|Aramis Ramirez last spring at Fitch|
After reading Gordon Wittenmyer’s article where he talked with former Cub third baseman Aramis Ramirez about A-Ram’s career and time with the Cubs, it is clear that Ramirez still doesn’t quite get it. The ‘it’ that he doesn’t get is that baseball and winning are not only about putting up numbers. It’s also about desire, work ethic, hustle, and doing the little things that make a contender into a winner. These things rarely can be measured in the box score or on the back of a baseball card. As a Cubs fan I am thankful that these baseball nuances are being incorporated into the fabric of ‘the new Cubs’ organization, the Theo Epstein led Cubs organization.
The Cubs play Ramirez and the Brewers for the first time today since A-Ram decided to leave the friendly confines for Wrigley North. Ramirez seems like he should be older than his 33 years, having played eight and a half seasons for the Cubs after coming over from the Pirates. However, it doesn’t matter what age you are if your only argument against your critics is the refrain Ramirez offered several times to Wittenmyer – “Look at the numbers”. In his comments Ramirez mentions several times about doing his “job,” and quite frankly that is how he appeared to me, as a guy doing a job. Not necessarily a guy driven to be the best, or a guy with the intense desire or heart needed to help a team win a title. That, of course, is only my perception.
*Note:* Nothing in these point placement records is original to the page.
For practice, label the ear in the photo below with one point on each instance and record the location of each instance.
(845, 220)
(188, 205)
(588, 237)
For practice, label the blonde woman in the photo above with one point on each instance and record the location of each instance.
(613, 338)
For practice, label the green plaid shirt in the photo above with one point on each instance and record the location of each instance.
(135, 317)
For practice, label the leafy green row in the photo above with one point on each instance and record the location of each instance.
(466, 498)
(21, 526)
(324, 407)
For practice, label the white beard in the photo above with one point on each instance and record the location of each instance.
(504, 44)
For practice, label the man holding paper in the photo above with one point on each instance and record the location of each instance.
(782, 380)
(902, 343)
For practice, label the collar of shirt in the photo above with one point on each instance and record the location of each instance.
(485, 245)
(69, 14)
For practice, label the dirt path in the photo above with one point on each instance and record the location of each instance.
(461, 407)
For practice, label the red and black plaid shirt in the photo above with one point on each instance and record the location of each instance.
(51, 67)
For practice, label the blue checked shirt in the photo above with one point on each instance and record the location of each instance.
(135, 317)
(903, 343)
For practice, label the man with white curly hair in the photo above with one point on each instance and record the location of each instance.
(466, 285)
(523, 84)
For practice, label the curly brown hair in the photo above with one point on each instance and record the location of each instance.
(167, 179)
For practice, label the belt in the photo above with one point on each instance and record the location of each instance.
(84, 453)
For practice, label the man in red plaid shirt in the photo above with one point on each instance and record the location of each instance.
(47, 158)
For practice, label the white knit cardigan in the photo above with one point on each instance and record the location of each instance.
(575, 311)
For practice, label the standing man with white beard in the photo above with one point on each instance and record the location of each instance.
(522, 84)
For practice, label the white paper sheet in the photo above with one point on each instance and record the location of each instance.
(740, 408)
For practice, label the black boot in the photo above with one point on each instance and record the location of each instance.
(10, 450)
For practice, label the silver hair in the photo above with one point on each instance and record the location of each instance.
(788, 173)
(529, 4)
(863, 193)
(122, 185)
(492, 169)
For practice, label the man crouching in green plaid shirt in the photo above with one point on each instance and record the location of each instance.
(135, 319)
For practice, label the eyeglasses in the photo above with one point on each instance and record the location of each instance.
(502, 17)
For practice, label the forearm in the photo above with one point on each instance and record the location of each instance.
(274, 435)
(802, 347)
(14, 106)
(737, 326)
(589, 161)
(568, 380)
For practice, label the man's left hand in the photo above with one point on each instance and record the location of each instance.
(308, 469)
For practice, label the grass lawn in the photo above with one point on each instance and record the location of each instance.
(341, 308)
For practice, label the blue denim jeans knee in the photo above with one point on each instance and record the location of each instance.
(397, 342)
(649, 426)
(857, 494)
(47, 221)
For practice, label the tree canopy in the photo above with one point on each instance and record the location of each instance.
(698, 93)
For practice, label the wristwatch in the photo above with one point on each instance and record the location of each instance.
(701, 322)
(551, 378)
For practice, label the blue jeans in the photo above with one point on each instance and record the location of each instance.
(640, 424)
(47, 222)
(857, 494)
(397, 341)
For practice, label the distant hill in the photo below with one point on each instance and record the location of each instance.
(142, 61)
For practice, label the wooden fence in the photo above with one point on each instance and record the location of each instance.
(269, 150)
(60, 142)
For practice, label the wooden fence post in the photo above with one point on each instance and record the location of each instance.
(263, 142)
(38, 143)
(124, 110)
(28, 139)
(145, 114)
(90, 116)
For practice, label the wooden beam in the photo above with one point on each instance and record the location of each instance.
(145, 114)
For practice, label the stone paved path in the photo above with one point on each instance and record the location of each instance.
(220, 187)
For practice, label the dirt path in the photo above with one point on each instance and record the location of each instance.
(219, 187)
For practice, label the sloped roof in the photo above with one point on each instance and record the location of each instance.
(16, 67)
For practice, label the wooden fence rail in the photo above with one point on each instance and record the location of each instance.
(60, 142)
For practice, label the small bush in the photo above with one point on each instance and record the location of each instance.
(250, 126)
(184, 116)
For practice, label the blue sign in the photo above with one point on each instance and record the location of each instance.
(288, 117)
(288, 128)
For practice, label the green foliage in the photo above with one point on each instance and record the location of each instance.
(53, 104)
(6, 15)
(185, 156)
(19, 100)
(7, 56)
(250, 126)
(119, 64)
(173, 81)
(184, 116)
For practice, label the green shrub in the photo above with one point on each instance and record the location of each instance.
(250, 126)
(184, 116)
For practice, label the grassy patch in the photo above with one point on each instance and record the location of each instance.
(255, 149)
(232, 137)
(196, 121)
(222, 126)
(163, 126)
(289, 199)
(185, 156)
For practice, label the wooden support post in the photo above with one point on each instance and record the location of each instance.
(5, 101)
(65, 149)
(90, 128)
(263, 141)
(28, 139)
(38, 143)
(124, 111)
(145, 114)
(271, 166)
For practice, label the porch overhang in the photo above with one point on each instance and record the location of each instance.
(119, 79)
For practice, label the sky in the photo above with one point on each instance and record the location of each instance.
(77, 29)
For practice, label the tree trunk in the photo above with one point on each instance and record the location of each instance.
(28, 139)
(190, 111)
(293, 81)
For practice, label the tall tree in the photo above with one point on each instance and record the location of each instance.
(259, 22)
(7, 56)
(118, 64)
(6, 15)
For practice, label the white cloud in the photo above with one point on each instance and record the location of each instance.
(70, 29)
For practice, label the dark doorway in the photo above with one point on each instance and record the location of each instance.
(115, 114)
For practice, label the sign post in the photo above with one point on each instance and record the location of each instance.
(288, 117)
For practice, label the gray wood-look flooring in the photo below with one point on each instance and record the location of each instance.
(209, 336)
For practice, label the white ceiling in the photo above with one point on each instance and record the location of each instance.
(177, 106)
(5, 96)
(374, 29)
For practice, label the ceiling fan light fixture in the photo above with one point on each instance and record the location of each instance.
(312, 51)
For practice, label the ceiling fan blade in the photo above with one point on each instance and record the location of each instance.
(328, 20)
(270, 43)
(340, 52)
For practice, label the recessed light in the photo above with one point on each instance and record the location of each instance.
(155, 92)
On the whole Ramirez’s career numbers are good, as he readily points out. So let’s look at the Ramirez numbers, the numbers he put up when his team needed him most, in the playoffs. Specifically, the back to back division winning Cubs teams of 2007 and 2008. Leadership is often hard to measure but it’s that certain something, that quality that separates good players from great. In those two playoff series where the Cubs were bounced each time three games to zero, (by the DBacks in 07, and the Dodgers in 08), Ramirez hit all of .000, and .182. Yep, it’s starting to come back isn’t it, the Cubs big guns in the season, shot blanks in the playoffs. Ramirez specifically, had hit .310 and .289 with 26, and 27 HR’s and over 100 RBI’s during those seasons. In the combined six playoff games, he had 0 HR’s, 0 RBI’s, and 2 hits in 23 at bats. As he says “look at the numbers”.
When the Cubs do win the World Series, it will be with guys who aren’t just doing a “job” but players who love the game and go the extra mile. Ramirez says he wanted to win in Chicago, and I don’t doubt that, but in the playoffs where the difference between wining and losing is razor slim, your team leaders need to step up. In the article Alfonso Soriano sticks up for A-Ram a bit, but also says if Ramirez “had a little more energy or emotion, people might look at him different.” It seems in most things in life there is a big difference in emotion and energy between a person “doing a job”, or a person doing what they truly love.